Customer Lifetime Values: Revisions for a Digital Retail Brand

By Shreya Ghosh, Data Science Manager at Restaurant Brands International

Innovations in Data Science have increased not only the amount of consumer data available to brands, but also the methods in which this data can be measured.  Data Scientists in the retail industry are no longer limited to counting coupons and moreover, can focus on what makes individual customers return to purchase time and time again.  Shreya Ghosh, Data Science Manager at Restaurant Brands International, discusses the popular types of customer segmentation while expressing the ways in which new applications of data collection have vitalized brands’ understanding of their most valuable customers. 

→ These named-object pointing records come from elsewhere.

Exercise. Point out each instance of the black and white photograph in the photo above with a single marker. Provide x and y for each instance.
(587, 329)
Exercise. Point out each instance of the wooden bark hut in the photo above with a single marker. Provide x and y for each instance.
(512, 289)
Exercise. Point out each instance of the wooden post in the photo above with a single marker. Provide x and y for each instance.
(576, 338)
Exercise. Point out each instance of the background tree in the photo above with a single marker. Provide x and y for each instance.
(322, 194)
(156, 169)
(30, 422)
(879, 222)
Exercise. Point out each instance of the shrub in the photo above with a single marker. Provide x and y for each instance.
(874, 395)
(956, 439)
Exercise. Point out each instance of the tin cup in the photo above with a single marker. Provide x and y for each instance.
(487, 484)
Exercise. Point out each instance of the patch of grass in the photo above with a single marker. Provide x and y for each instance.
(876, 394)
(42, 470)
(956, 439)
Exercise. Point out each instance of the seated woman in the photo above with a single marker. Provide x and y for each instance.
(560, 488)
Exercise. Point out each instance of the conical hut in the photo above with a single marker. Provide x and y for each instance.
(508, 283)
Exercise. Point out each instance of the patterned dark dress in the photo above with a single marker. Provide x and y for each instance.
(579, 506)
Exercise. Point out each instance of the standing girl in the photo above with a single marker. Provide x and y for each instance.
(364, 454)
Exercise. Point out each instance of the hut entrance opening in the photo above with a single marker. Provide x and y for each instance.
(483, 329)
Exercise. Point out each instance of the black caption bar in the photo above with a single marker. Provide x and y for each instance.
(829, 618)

Hello Everyone, my name is Shreya Ghosh. I have been working with Restaurant Brands International for the last year.  Restaurant Brands International might not immediately ring a bell, but we manage Tim Hortons Inc. in Canada as well as Popeye’s Brands of Quick Service Restaurants.  

After 65 years of being in business, Restaurant Brands International is finally looking into consumer data for the first time. We’ve undergone a huge shift in that we have apps now and you can buy products on our apps. So for the first time we can look at our customers and know what buying data looks like, which leads us to ask how to determine customer value, how can we use this information to drive our marketing and how much money should we invest in a customer. 

First off, it’s important to recognize that we do not have the funding that Uber does. We can barely convince upper management to spend on apps, so we can’t spend $300 acquiring a customer.  So how do we do it? We do it based on existing loyalty and also on our products. Knowing Customer Lifetime Value, which is the amount of value a customer can provide us within a given timeline (we’ve been working with a year) allows us to understand what products actually sell and what products drive frequency versus an increase in price. Some firms determine response time based on Customer Lifetime Value, but we definitely do not do that.  If you want a burger, no matter who you are, we will get it to you. 

Customer Lifetime Value is a metric that can be used for any brand, but we are a retail brand.  We are looking at the digital part of our retail brand, specifically, to pair users with values.  Customer Lifetime Value can be complicated to calculate. There are at least ten different formulas involved and each business has a different way of using the formulas.  Honestly, the “right” mathematical formula to use depends on how your business is set up. There are contractual settings that are relevant when you are using a subscription service like Netflix and then there are non-contractual settings. Cars and homes are examples of non-contractual settings because you’re not likely to be purchasing a new car or a home every month.  

As for us, we fall under the category of continuous purchases because as a retail company, we have a lot of daily behavior.  There obviously isn’t a contract in that we will not penalize you if you don’t buy a coffee from Tim Hortons tomorrow and switching costs are also pretty low.  These metrics are wonderful for the customer, but terrible for the data scientist involved. I have no clue the user does on the app or when they are defecting in this case.  All of this is based on approximations.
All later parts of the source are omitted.